Molte incomprensioni, all’interno del dibattito sulle migrazioni, si generano perché si identifica l’integrazione con l’assimilazione. Pare quindi opportuno, come fa l’autrice, iniziare a discutere di “identity negotiation”, ricordando che le identità sono plurime, e ricondurle a unità è un esercizio di semplificazione assai pericoloso e foriero di sventura (come insegna Amartya Sen nel suo libro di qualche anno fa, Identità e violenza). Per trattare questo argomento Valentina Pedone osserva due campioni di adolescenti, in una scuola media romana e in un campo estivo dell’Università di Wenzhou destinato ai giovani cinesi residenti all’estero, scoprendo che questi ultimi “sono più consapevoli dei vantaggi che la loro eredità culturale potrebbe fornire loro” (p. 80). Una “definizione orgogliosa” di una identità plurale delle nuove generazioni è vista come un interessante sviluppo verso il contributo fattivo alla ridefinizione della società italiana, anch’essa in evoluzione, che però dipenderà “da quanto velocemente la società italiana si aprirà a questi giovani e se ai ragazzi più svantaggiati sarà data una possibilità di prendere parte a questo processo di auto-realizzazione” (ibidem). Una simile tendenza si riscontra anche nell’uso dei registri linguistici, con il dialetto di Wenzhou e dintorni sempre più affiancato dall’italiano e dal putonghua, in un evidente sforzo di comunicare anche all’esterno dello spazio limitato condiviso invece dalla prima generazione di migranti (se solo sapessimo ascoltare).

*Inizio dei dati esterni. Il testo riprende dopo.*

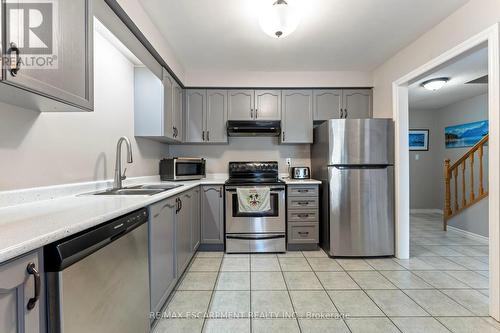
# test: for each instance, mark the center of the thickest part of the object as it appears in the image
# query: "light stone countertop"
(311, 181)
(28, 226)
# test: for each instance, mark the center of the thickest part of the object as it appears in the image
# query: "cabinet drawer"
(302, 202)
(303, 191)
(303, 233)
(305, 215)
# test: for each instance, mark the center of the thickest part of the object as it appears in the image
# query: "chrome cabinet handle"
(31, 268)
(15, 65)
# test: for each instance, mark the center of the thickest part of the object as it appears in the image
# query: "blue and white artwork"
(419, 140)
(465, 135)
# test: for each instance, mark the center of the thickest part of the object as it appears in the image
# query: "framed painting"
(419, 139)
(465, 135)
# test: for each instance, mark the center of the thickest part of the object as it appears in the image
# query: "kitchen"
(165, 222)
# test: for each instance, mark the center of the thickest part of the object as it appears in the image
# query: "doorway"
(490, 39)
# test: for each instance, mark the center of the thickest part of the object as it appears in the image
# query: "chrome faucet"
(117, 184)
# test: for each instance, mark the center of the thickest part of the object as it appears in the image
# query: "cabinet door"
(17, 286)
(195, 115)
(177, 112)
(327, 104)
(183, 234)
(268, 104)
(195, 220)
(216, 116)
(212, 215)
(357, 103)
(297, 118)
(162, 251)
(168, 106)
(241, 105)
(56, 55)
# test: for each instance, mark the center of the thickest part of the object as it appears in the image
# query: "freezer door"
(361, 211)
(361, 141)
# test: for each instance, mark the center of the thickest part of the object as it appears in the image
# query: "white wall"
(279, 79)
(54, 148)
(470, 19)
(245, 149)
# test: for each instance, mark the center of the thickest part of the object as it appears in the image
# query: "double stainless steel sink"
(139, 190)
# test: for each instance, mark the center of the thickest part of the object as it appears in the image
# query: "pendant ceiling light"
(435, 84)
(280, 18)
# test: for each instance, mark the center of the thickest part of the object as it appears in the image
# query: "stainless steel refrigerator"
(354, 159)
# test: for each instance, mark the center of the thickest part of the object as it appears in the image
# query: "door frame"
(489, 37)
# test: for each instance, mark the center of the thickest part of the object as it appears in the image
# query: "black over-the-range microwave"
(182, 168)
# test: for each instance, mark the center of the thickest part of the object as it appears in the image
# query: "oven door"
(189, 168)
(272, 221)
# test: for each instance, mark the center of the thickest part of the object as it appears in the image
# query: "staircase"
(466, 182)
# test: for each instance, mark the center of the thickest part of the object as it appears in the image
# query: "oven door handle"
(271, 189)
(255, 237)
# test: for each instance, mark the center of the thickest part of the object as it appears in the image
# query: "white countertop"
(29, 226)
(290, 181)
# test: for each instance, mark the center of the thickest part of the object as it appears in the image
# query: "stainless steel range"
(249, 232)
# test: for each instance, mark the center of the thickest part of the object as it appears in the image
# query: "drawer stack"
(303, 215)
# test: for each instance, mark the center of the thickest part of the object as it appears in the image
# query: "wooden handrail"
(451, 174)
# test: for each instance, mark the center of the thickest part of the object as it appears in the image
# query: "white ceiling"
(334, 35)
(460, 71)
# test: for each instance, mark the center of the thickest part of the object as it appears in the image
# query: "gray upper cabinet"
(195, 219)
(64, 80)
(17, 289)
(327, 104)
(178, 99)
(297, 116)
(196, 102)
(267, 105)
(157, 106)
(162, 251)
(206, 116)
(241, 104)
(216, 116)
(357, 103)
(212, 214)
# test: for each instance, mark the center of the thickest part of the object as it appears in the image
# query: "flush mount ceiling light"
(435, 84)
(280, 18)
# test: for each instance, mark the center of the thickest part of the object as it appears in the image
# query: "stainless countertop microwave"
(182, 168)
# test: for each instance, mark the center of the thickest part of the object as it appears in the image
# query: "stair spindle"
(481, 187)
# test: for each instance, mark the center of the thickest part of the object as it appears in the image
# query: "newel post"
(447, 199)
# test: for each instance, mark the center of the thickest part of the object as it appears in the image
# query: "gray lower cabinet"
(357, 103)
(195, 220)
(297, 116)
(206, 116)
(302, 216)
(212, 214)
(157, 106)
(17, 291)
(54, 70)
(162, 270)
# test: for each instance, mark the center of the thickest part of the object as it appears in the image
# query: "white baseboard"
(468, 234)
(428, 211)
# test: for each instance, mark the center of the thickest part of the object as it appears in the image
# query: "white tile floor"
(442, 288)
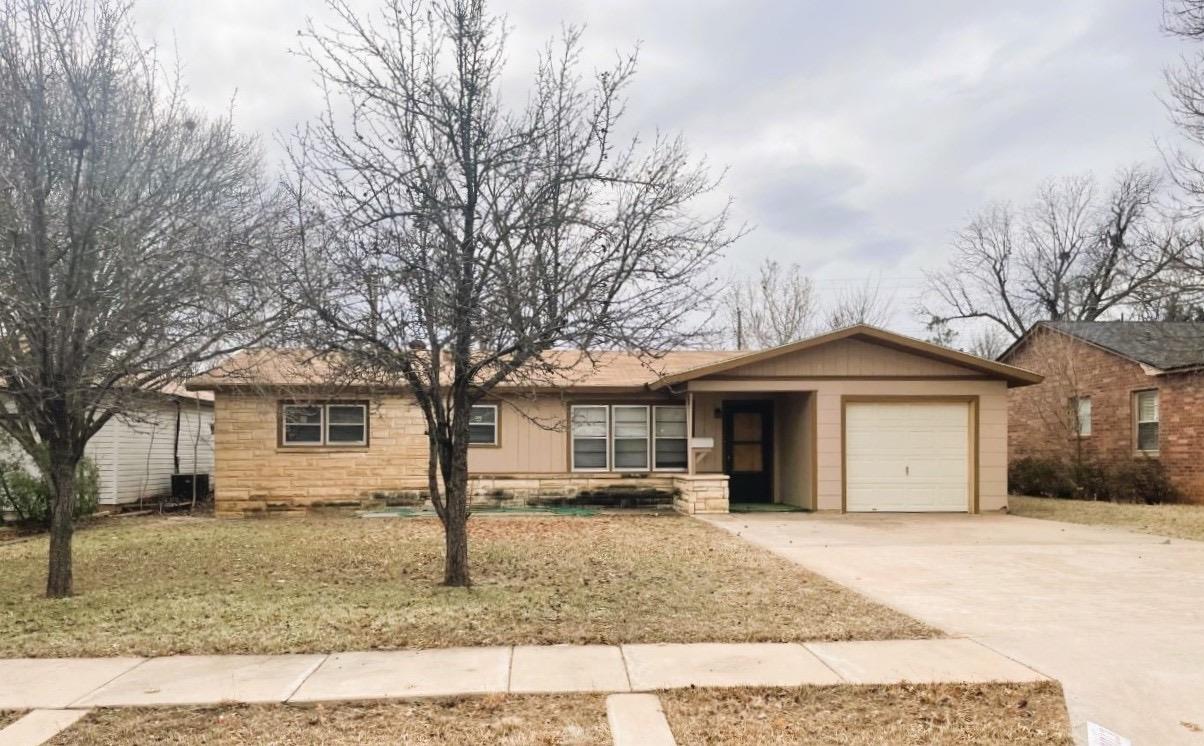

Conclude il testo un approfondimento sulla letteratura sino-italiana, che rappresenta un fenomeno in crescita – in verità, una bella sorpresa “se il pubblico italiano, e coloro che ne guidano i gusti e le spese, saranno aperti a queste opere, come è successo in altri Paesi europei con una storia simile di migrazione cinese” (p. 114). Ascoltare e sostenere le voci letterarie degli autori cinesi in Italia potrebbe diventare davvero un’operazione culturale di alto valore civico, al riparo del chiasso televisivo e degli slogan consolatori perché superficiali dei titoli dei giornali. In questo senso, quindi, il libro di Valentina Pedone indica anche direttrici per percorsi di ricerca futura, che dalla pluridisciplinarietà trae linfa per dare conto di un fenomeno assai sfaccettato, non pienamente comprensibile se visto solamente attraverso le lenti dei modelli economici, sui quali i media basano spesso le loro semplificazioni.